The Children of Israel’s creation of the Golden Calf must have been traumatic for Moses because he retells the story at length in Eikev. 

First, Moses warns the people that it’s not because of their own merit that God will allow them to possess Eretz Israel.  It’s because  1) the people they’re dislodging are wicked and  2) God made a promise to Abraham, Isaac and Jacob. 

In fact, Moses reminds them:  “You guys made God furious enough that God wanted to kill you all:  I fasted for 40 days and forty nights – no food, no water — because I was in dread of God’s anger!  God wanted to destroy you!  I begged God: Don’t bring ruin on your people! How will it look to the Egyptians?  They’ll say you weren’t able to bring your people to the Promised Land!”
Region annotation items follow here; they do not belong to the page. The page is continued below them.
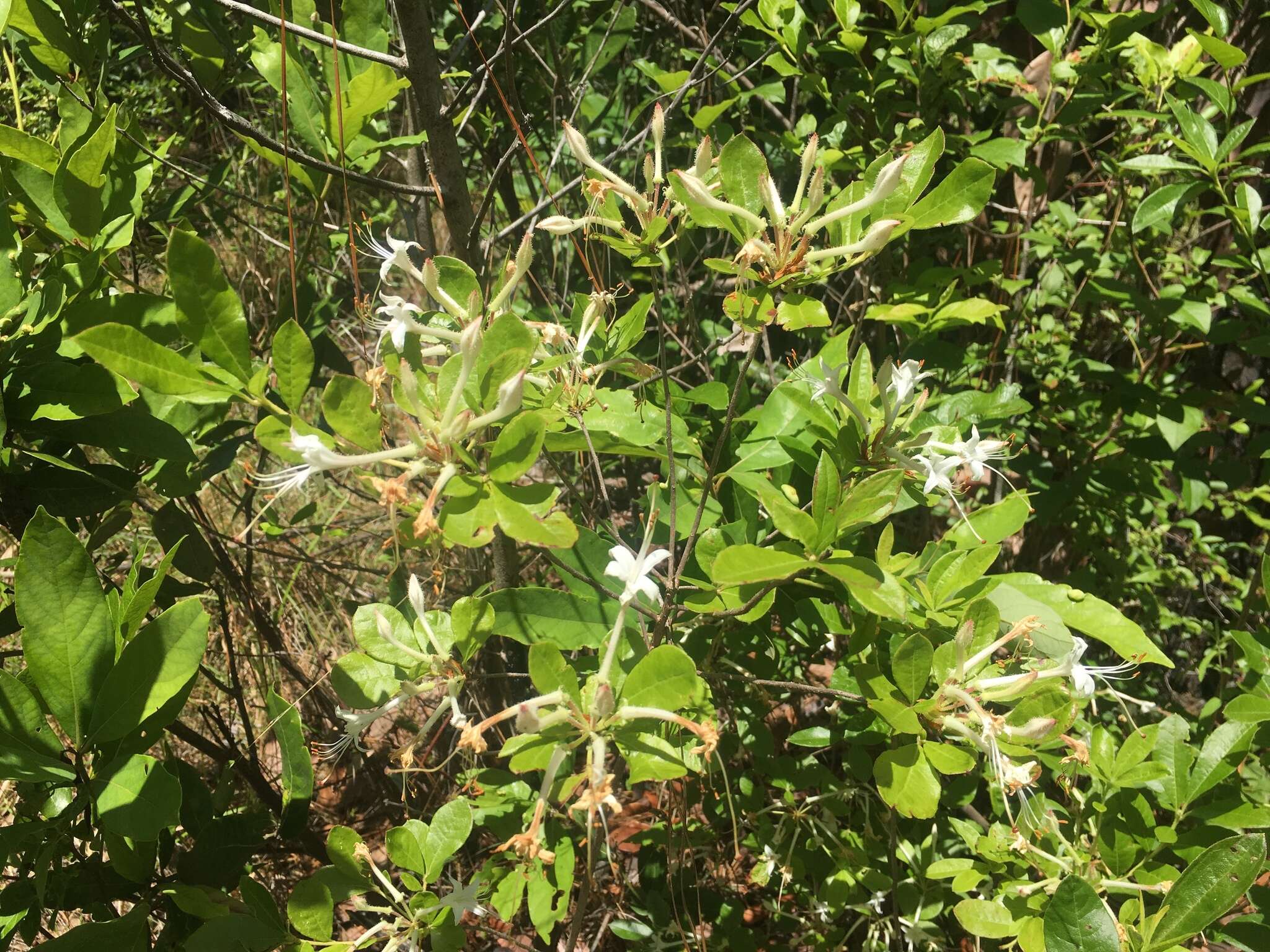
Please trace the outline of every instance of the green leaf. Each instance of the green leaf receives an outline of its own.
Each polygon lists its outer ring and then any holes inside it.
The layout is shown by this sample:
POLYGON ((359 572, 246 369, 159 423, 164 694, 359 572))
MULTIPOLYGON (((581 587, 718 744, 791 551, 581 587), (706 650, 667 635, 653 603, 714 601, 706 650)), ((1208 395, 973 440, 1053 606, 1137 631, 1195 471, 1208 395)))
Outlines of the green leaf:
POLYGON ((178 602, 132 638, 107 675, 89 736, 102 744, 131 734, 198 673, 211 619, 197 598, 178 602))
POLYGON ((998 169, 1021 169, 1027 164, 1027 146, 1020 138, 989 138, 970 146, 970 155, 998 169))
POLYGON ((554 645, 530 645, 530 680, 542 694, 564 691, 575 701, 580 698, 578 675, 554 645))
POLYGON ((1067 876, 1045 906, 1045 952, 1120 952, 1115 920, 1080 876, 1067 876))
POLYGON ((865 611, 900 621, 908 614, 908 597, 899 580, 874 560, 834 552, 817 567, 846 585, 865 611))
POLYGON ((809 565, 812 564, 800 555, 747 543, 723 550, 714 561, 710 578, 716 585, 745 585, 785 579, 809 565))
POLYGON ((558 589, 499 589, 481 600, 494 609, 493 633, 522 645, 555 645, 563 651, 599 647, 617 618, 617 607, 608 600, 558 589))
POLYGON ((917 701, 931 678, 935 649, 921 632, 904 638, 890 659, 890 675, 909 701, 917 701))
POLYGON ((43 506, 22 534, 14 590, 27 669, 79 745, 114 661, 114 633, 93 561, 43 506))
POLYGON ((0 778, 72 781, 75 770, 61 759, 61 753, 62 745, 44 721, 36 696, 0 669, 0 778))
POLYGON ((314 376, 314 344, 295 320, 283 322, 273 335, 271 358, 282 402, 300 409, 314 376))
POLYGON ((1223 713, 1226 713, 1226 720, 1228 721, 1243 721, 1247 724, 1270 721, 1270 697, 1240 694, 1226 706, 1223 713))
POLYGON ((1186 32, 1195 37, 1195 42, 1199 43, 1204 48, 1204 52, 1212 56, 1217 65, 1223 70, 1233 69, 1248 58, 1247 53, 1236 46, 1231 46, 1224 39, 1218 39, 1217 37, 1210 37, 1204 33, 1196 33, 1193 29, 1186 32))
MULTIPOLYGON (((993 575, 1024 595, 1050 608, 1064 625, 1109 645, 1120 658, 1140 656, 1144 661, 1172 668, 1173 663, 1149 638, 1142 627, 1125 618, 1115 605, 1071 585, 1045 581, 1030 572, 993 575)), ((1017 621, 1008 618, 1007 621, 1017 621)))
POLYGON ((620 743, 626 760, 627 783, 673 781, 692 769, 700 769, 698 755, 691 754, 688 746, 672 744, 659 734, 639 731, 624 735, 620 743))
POLYGON ((926 187, 931 184, 935 162, 941 155, 944 155, 944 129, 936 127, 930 136, 908 150, 908 161, 900 170, 899 185, 874 211, 874 221, 894 218, 897 215, 907 212, 926 187))
POLYGON ((427 635, 417 632, 414 626, 405 619, 396 608, 381 602, 358 605, 353 613, 353 640, 357 646, 376 661, 396 665, 403 670, 413 670, 419 665, 417 654, 432 654, 432 646, 427 644, 427 635), (380 635, 380 623, 376 616, 384 616, 391 630, 392 641, 380 635), (403 645, 405 650, 398 647, 403 645))
POLYGON ((1019 532, 1030 514, 1031 506, 1027 504, 1027 495, 1011 493, 999 503, 970 512, 966 519, 959 520, 956 526, 944 533, 942 541, 951 542, 958 548, 978 548, 986 543, 996 545, 1019 532), (978 538, 975 532, 979 533, 978 538))
POLYGON ((772 485, 771 480, 758 472, 740 472, 734 475, 733 480, 758 496, 763 509, 772 519, 772 526, 782 536, 801 542, 805 550, 815 547, 820 534, 815 520, 791 503, 781 490, 772 485))
POLYGON ((19 368, 5 387, 10 419, 76 420, 113 413, 136 399, 127 381, 95 363, 50 360, 19 368))
POLYGON ((489 453, 489 477, 514 482, 537 462, 547 425, 542 414, 528 411, 514 418, 498 434, 489 453))
POLYGON ((375 393, 370 385, 338 373, 321 393, 321 411, 326 423, 339 435, 366 449, 380 449, 380 414, 372 405, 375 393))
POLYGON ((401 691, 401 680, 408 674, 361 651, 349 651, 330 666, 330 684, 345 707, 364 711, 378 707, 401 691))
POLYGON ((150 908, 140 902, 127 915, 100 923, 84 923, 61 935, 39 943, 47 952, 147 952, 150 948, 150 908))
POLYGON ((114 152, 114 110, 110 107, 88 138, 62 155, 53 175, 53 198, 81 239, 97 237, 102 227, 105 164, 114 152))
POLYGON ((804 294, 785 294, 776 306, 776 322, 785 330, 828 327, 829 311, 824 303, 804 294))
POLYGON ((733 136, 719 152, 719 178, 728 201, 754 215, 763 215, 758 179, 767 174, 767 160, 745 136, 733 136))
POLYGON ((1173 212, 1177 211, 1177 203, 1187 198, 1193 188, 1194 185, 1186 182, 1161 185, 1142 199, 1142 204, 1133 213, 1133 234, 1137 235, 1148 228, 1168 231, 1173 221, 1173 212))
POLYGON ((466 798, 451 800, 436 814, 428 825, 428 839, 423 844, 423 861, 427 864, 425 882, 436 882, 441 867, 446 864, 458 848, 467 842, 472 831, 472 809, 466 798))
POLYGON ((1181 448, 1182 443, 1204 429, 1204 411, 1200 407, 1186 404, 1170 407, 1170 414, 1179 411, 1181 413, 1180 420, 1165 414, 1156 416, 1156 426, 1160 429, 1160 435, 1165 438, 1168 448, 1175 453, 1181 448))
POLYGON ((970 221, 988 203, 996 179, 996 170, 982 159, 964 159, 944 182, 912 207, 912 230, 970 221))
POLYGON ((1217 922, 1252 885, 1265 858, 1262 833, 1231 836, 1200 853, 1165 896, 1165 914, 1143 952, 1180 946, 1217 922))
POLYGON ((168 277, 182 331, 213 363, 246 383, 251 377, 246 317, 212 246, 197 235, 173 228, 168 277))
POLYGON ((428 867, 423 859, 423 845, 428 842, 428 824, 422 820, 406 820, 400 826, 389 830, 385 838, 389 859, 403 869, 427 875, 428 867))
POLYGON ((881 798, 904 816, 935 816, 940 781, 917 744, 884 750, 874 762, 874 781, 881 798))
POLYGON ((1257 732, 1256 724, 1227 721, 1206 737, 1191 769, 1187 798, 1195 801, 1224 781, 1238 767, 1257 732))
POLYGON ((1019 930, 1010 910, 987 899, 963 899, 952 906, 952 914, 963 929, 986 939, 1003 939, 1019 930))
POLYGON ((969 773, 978 763, 974 754, 956 744, 922 744, 922 753, 931 762, 931 767, 945 776, 969 773))
POLYGON ((98 363, 156 393, 216 400, 226 393, 175 350, 154 343, 126 324, 98 324, 77 334, 74 343, 98 363))
POLYGON ((926 585, 936 605, 942 605, 968 585, 973 585, 1001 555, 1001 546, 979 546, 942 556, 927 572, 926 585))
POLYGON ((678 645, 658 645, 626 675, 621 703, 631 707, 688 707, 701 689, 697 666, 678 645))
POLYGON ((1226 8, 1215 3, 1215 0, 1191 0, 1191 6, 1199 10, 1200 15, 1208 20, 1208 25, 1219 37, 1224 37, 1231 32, 1231 17, 1226 11, 1226 8))
POLYGON ((180 781, 145 754, 114 760, 89 783, 103 829, 152 840, 180 820, 180 781))
POLYGON ((304 724, 300 711, 272 688, 265 697, 273 736, 278 741, 282 760, 282 821, 279 836, 297 836, 309 819, 309 801, 314 795, 314 763, 305 745, 304 724))
POLYGON ((899 490, 903 485, 903 470, 883 470, 852 484, 838 505, 838 533, 885 519, 899 501, 899 490))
After Moses’ fast, God told him to carve two more stone tablets and make a wooden box to hold them in.  Then he was to go back up the mountain.  There, God wrote on the tablets.  Moses put them in the box and schlepped back down the mountain to his people.  Remember, Moses was eighty years old at the time!

In Eikev, also, it’s casually mentioned that Aaron died.  There’s no commentary or detail about such an important person: just his death.

Food for Thought

The Talmud Yerushalmi (Ta’anit 4:5) states:  “There is no generation that doesn’t have at a least a particle of the sin of the golden calf.”  What does that mean?  Do you agree?